Error Handling and Validation
- Fail fast: the first statement failure aborts the whole migration; never `SET XACT_ABORT OFF`.
- Validate prerequisites at top using `RAISE EXCEPTION` (Postgres) or `THROW` (SQL Server) with clear message.
- CI pipeline runs `sqlfluff lint` + `sqlfluff fix --rules=L003,L016` to catch style & common errors.
- Automated smoke test after deploy: checksum row counts, referential integrity queries, business KPIs.
Framework-Specific Rules
Flyway
- Place migration folders under `/db/migration`. Keep callbacks (`beforeMigrate`, `afterEachMigrate`) under `/db/callback`.
- `flyway.clean` is DISALLOWED in prod; require `-Dflyway.prohibit.clean=true`.
- Use `flyway.info` in CI to assert target version equals application semantic version.
- Prefer `repeatable` scripts for views, functions, grants.
Liquibase
- Use XML/YAML changelogs—never SQL—in multi-DB products to stay engine-agnostic.
- Each `<changeSet>` must include `id`, `author`, and `labels` (`prod`, `test`, `seed`).
- Require `runOnChange="true"` only for non-destructive items (views, procedures).
- Disallow `dropTable` unless `environment="dev"`.
Cloud DMS (AWS, Azure, GCP)
- Always enable continuous replication (CDC) while full load is running.
- Use task-level pre-migration assessments; block deployment if risk score > 0.
- Encrypt endpoints with TLS; store secrets in KMS/KeyVault/Secret Manager.
Additional Sections
Testing
- Spin up disposable DB containers (e.g., Testcontainers) per PR; run full migration chain from baseline to HEAD.
- Use `pgTAP`/`tSQLt` for asserting schema and data expectations post-migration.
Performance Optimization
- Create indexes AFTER bulk data load to speed inserts.
- For large table renames, create a new table and dual-write via application until cut-over.

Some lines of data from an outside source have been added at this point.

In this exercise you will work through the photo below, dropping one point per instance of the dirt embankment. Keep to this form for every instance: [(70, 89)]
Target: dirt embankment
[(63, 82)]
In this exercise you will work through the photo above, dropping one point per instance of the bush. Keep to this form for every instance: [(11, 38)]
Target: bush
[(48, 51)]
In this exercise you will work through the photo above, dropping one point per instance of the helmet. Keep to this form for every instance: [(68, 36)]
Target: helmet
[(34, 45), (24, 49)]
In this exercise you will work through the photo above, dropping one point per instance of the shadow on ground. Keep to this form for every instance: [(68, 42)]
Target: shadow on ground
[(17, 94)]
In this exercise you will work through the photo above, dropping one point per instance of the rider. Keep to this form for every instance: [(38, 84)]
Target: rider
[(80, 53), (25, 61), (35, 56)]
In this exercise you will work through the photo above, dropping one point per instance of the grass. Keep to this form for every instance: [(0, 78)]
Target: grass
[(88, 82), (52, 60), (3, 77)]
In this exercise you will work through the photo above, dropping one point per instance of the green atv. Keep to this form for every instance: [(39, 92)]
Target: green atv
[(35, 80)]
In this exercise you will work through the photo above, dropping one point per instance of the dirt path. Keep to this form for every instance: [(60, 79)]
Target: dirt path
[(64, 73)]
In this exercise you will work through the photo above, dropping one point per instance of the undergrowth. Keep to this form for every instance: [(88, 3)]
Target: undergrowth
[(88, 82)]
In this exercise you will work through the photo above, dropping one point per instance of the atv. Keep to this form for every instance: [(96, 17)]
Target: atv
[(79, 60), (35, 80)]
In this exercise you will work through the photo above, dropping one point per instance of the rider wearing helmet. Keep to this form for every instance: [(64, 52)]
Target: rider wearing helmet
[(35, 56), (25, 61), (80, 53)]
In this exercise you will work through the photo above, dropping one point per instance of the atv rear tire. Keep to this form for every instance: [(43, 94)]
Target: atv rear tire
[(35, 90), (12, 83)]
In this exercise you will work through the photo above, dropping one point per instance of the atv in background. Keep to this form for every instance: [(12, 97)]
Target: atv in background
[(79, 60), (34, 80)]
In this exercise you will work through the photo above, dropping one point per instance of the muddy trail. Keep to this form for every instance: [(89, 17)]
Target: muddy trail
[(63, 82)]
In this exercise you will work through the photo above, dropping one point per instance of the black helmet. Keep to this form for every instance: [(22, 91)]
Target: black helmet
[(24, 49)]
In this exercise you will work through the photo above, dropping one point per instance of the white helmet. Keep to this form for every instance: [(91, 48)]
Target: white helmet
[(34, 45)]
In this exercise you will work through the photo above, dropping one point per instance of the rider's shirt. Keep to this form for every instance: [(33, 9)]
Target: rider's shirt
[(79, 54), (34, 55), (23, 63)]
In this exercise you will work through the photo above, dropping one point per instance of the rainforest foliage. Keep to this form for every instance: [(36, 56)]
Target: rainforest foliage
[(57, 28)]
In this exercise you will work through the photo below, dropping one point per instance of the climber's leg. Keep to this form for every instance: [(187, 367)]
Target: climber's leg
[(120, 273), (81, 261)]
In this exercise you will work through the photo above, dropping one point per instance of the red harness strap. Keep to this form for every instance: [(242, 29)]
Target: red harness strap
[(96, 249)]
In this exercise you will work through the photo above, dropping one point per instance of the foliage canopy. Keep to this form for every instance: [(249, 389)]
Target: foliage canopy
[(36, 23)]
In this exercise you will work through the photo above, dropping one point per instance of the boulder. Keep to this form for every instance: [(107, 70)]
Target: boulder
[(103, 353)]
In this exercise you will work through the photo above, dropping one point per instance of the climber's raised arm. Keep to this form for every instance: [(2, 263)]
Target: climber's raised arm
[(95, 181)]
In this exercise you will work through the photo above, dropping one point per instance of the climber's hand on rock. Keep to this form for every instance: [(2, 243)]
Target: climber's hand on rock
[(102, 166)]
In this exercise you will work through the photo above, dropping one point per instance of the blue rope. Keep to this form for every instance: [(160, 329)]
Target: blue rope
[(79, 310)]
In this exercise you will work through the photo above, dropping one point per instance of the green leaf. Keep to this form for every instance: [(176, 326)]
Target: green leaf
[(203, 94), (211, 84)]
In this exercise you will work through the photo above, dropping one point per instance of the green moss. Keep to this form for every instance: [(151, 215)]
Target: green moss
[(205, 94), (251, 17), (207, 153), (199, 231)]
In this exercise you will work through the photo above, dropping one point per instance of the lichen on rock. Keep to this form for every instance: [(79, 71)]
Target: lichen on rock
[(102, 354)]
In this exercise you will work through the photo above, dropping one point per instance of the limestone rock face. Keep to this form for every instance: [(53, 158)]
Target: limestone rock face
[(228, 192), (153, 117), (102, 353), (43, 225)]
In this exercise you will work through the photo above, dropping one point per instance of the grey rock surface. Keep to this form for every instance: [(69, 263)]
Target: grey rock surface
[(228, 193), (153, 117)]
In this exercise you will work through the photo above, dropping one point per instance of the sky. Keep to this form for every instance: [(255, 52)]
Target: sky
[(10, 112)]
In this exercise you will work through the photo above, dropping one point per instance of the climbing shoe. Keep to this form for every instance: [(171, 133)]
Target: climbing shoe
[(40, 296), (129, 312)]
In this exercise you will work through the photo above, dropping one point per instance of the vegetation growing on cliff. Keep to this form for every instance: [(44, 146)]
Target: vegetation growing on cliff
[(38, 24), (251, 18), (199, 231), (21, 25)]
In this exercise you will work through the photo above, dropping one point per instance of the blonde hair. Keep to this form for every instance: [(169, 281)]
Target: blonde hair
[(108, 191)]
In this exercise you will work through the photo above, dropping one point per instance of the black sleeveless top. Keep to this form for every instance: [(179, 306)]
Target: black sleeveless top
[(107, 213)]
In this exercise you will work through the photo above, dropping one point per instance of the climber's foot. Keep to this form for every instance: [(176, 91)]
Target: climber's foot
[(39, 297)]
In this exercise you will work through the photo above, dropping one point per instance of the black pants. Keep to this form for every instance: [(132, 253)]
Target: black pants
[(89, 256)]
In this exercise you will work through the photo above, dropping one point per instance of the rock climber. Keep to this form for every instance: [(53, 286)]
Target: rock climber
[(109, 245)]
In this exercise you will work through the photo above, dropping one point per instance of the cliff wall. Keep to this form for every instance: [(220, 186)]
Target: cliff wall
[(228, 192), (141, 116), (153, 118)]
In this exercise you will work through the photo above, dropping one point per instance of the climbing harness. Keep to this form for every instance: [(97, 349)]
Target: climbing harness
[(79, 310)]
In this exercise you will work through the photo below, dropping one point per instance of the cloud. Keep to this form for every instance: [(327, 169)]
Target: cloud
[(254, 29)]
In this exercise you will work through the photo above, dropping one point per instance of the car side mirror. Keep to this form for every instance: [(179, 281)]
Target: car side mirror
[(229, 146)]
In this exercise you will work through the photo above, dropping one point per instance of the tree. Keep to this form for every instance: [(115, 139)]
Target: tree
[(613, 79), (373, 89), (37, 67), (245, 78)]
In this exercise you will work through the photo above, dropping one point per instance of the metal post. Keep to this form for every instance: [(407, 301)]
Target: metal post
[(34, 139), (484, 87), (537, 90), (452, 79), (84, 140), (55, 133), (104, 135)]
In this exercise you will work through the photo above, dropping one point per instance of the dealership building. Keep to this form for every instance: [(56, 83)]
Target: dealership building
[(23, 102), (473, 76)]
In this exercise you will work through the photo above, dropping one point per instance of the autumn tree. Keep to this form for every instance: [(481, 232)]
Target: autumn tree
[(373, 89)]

- Analyze/collect statistics after heavy DML: `ANALYZE VERBOSE table_name;`.
Security
- Do not embed credentials in scripts; reference secrets via environment variables or Vault.
- Sanitise PII during test migrations (e.g., hash emails, mask SSNs).
- Grant migration tool role only `ALTER`, `CREATE`, `INSERT`, `UPDATE`; never `SELECT *` on sensitive tables unless required.
Documentation & Observability
- Auto-generate ER diagrams from live schema after each successful pipeline run.
- Push `flyway.info -json` / `liquibase history --format json` to observability stack (Grafana/Elastic) for audit.
- Maintain `MIGRATION_RUNBOOK.md` per service with steps, expected duration, and rollback playbook.